This week, Casimir Inc. emerged from 'stealth mode' to announce it had raised significant funding from venture capitalists willing to roll the dice on free energy. That's right: a startup has gotten serious backing to develop sources of perpetual free energy. The people behind this fantastic new generator also brought us the wildly successful EM-drive - a thruster that could supposedly convert electricity directly into propulsive force. (Its one practical application was in the TV show Salvation, where it was treated with the same detailed attention to physics as Galaxy Quest's Omega-13.) With that track record, who are we to be skeptical?
Casimir Inc. is convinced it can squeeze energy from the vacuum via the Casimir force (hence the subtle name). The Casimir force is real: a vacuum isn't nothing - it's a froth of virtual particles popping into existence, waving, annihilating, and sinking back into the soup. The force emerges when you create an imbalance in the spatial distribution of these particles, causing pressure as the universe tries to equalize. Normally, you could extract a tiny bit of energy from two plates moving together, but you'd lose it all prying them apart again. Casimir Inc. claims a different setup: fixed plates, a row of pillars between them, and a load connected. Details get hazy - or highly obfuscated.
The idea is that electrons will tunnel from plates to pillars but not in reverse. Tunneling is a quantum process where a particle passes through a barrier. Normally, forward and backward tunneling chances are equal, generating no energy.
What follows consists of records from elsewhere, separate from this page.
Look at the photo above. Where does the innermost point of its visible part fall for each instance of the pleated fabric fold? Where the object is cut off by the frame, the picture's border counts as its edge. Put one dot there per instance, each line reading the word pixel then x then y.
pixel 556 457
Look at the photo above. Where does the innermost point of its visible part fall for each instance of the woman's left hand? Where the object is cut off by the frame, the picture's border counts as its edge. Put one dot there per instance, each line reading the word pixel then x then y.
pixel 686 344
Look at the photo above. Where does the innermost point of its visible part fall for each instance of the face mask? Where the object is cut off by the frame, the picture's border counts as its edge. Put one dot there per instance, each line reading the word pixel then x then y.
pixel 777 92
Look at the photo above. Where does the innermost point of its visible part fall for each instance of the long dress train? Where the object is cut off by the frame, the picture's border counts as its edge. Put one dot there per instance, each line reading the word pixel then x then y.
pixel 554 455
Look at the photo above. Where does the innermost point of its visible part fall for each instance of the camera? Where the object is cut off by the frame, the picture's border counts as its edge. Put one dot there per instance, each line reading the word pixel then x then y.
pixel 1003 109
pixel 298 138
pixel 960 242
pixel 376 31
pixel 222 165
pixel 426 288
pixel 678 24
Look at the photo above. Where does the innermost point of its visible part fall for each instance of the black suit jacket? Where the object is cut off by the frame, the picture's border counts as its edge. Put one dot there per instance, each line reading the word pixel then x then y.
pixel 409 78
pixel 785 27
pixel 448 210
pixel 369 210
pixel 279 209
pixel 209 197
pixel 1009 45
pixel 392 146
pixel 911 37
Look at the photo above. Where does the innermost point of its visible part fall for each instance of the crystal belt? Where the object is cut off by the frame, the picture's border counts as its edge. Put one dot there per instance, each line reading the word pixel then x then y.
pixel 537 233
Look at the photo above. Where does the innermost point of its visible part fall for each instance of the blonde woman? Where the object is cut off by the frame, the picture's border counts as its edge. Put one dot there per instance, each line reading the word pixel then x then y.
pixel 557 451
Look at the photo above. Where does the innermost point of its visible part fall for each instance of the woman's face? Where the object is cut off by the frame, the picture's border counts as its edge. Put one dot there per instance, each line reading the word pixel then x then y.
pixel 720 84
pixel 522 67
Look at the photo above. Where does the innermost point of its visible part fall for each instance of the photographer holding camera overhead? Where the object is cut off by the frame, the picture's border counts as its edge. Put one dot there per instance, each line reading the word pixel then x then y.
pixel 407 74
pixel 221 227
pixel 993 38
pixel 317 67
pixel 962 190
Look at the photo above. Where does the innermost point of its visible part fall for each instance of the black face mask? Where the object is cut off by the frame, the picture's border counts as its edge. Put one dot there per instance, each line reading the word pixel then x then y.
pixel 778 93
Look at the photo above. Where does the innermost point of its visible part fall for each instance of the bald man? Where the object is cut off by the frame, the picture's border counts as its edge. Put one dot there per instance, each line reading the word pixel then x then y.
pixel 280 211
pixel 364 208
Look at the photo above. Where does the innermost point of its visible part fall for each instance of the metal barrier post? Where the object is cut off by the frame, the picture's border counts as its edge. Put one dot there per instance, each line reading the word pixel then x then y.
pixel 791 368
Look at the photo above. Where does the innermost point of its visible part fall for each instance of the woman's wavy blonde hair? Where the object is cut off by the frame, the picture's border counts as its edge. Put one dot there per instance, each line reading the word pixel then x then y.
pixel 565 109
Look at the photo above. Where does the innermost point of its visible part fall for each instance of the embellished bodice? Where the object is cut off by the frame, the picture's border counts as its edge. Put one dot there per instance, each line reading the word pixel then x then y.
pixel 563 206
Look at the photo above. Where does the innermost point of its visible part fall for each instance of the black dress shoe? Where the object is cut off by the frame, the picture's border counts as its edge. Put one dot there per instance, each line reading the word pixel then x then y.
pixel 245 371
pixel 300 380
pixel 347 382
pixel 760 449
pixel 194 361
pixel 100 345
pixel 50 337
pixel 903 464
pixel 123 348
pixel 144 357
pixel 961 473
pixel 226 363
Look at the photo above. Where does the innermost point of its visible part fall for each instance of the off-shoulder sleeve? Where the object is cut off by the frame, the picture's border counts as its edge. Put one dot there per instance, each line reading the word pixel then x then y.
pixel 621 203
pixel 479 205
The company's proposed mechanism relies on pillar gaps creating modes like a hydrogen atom's, so electrons go from high-energy to low-energy states. The math looks fine, but the assumption that modes match a hydrogen atom seems shaky. A more plausible route - used in quantum cascade lasers - involves electrons tunneling to a new location, then losing energy via acoustic waves, trapping them. That requires very specific materials and engineering, which probably won't happen here.
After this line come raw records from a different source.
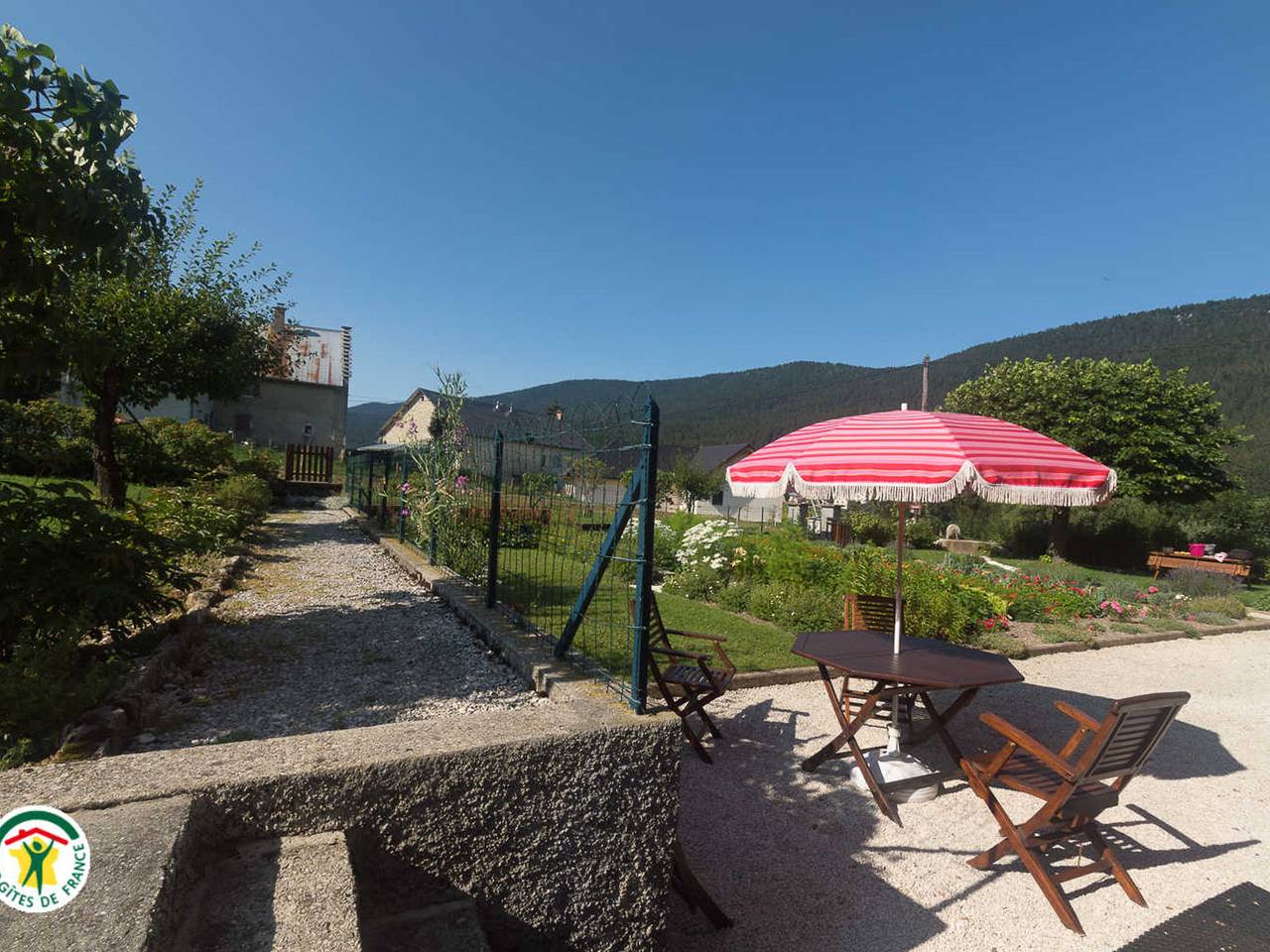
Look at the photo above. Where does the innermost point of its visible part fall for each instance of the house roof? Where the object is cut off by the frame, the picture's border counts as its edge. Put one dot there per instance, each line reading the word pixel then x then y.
pixel 485 416
pixel 714 457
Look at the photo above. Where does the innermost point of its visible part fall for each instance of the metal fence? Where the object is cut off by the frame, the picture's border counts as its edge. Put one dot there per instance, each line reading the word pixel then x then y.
pixel 556 522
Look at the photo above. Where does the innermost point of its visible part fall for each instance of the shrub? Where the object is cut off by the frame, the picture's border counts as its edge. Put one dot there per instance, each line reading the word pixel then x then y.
pixel 1234 520
pixel 75 570
pixel 795 608
pixel 734 597
pixel 921 534
pixel 870 527
pixel 698 581
pixel 245 495
pixel 788 557
pixel 45 438
pixel 1222 607
pixel 190 518
pixel 45 687
pixel 1197 583
pixel 163 449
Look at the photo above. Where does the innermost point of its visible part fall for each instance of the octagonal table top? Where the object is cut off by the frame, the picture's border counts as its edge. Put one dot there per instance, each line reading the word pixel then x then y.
pixel 937 664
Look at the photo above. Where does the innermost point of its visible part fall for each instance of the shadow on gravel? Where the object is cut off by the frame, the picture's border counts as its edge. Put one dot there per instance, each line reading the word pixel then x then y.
pixel 772 842
pixel 398 655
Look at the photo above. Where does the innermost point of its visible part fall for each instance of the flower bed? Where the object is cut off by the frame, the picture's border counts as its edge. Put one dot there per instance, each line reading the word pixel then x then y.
pixel 799 584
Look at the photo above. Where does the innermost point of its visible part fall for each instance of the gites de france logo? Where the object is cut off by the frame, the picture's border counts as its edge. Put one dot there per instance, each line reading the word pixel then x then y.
pixel 44 860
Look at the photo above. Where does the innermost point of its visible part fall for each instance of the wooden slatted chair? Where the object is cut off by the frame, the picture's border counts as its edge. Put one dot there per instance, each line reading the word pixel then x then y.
pixel 1075 784
pixel 873 613
pixel 869 612
pixel 689 680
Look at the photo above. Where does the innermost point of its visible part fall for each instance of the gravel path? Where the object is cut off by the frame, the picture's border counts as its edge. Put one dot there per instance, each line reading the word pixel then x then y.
pixel 806 862
pixel 325 631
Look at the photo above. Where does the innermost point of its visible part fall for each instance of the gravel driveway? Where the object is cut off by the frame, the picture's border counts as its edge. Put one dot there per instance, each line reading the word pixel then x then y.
pixel 325 631
pixel 804 862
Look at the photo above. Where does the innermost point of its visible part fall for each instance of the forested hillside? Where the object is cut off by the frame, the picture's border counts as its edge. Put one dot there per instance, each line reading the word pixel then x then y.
pixel 1225 343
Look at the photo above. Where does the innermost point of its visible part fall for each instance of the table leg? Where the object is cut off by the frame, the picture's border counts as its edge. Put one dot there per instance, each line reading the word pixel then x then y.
pixel 964 698
pixel 848 728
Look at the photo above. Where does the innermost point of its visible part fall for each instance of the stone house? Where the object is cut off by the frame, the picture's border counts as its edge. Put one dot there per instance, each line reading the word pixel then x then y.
pixel 307 404
pixel 529 443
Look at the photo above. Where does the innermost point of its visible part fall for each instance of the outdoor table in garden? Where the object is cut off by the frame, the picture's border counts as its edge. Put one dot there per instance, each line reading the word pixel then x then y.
pixel 920 666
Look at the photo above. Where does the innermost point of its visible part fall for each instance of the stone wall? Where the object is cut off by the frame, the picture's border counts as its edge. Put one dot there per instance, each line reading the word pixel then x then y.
pixel 558 821
pixel 280 412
Nevertheless, the company claims to have measured a voltage drop between plates and pillars, and that this is predicted in a paper that apparently has no predictions. I'd be shocked if they hadn't measured a potential difference - surfaces are a nightmare. Missing atoms, crystalline boundaries, and impurities from fabrication can generate weird voltages. If they chose the right metal and thin pillars, oxidation on exposure to air could make pillars very different from plates, creating a potential difference independent of any Casimir force.
Even if electron flow occurs, connecting wires introduces potential differences from metal contacts. Charge will accumulate in pillars, reducing the voltage difference and slowing tunneling until the whole pump grinds to a halt. No useful energy will be extracted. But we do value the company's service in burning through a bunch of VC money.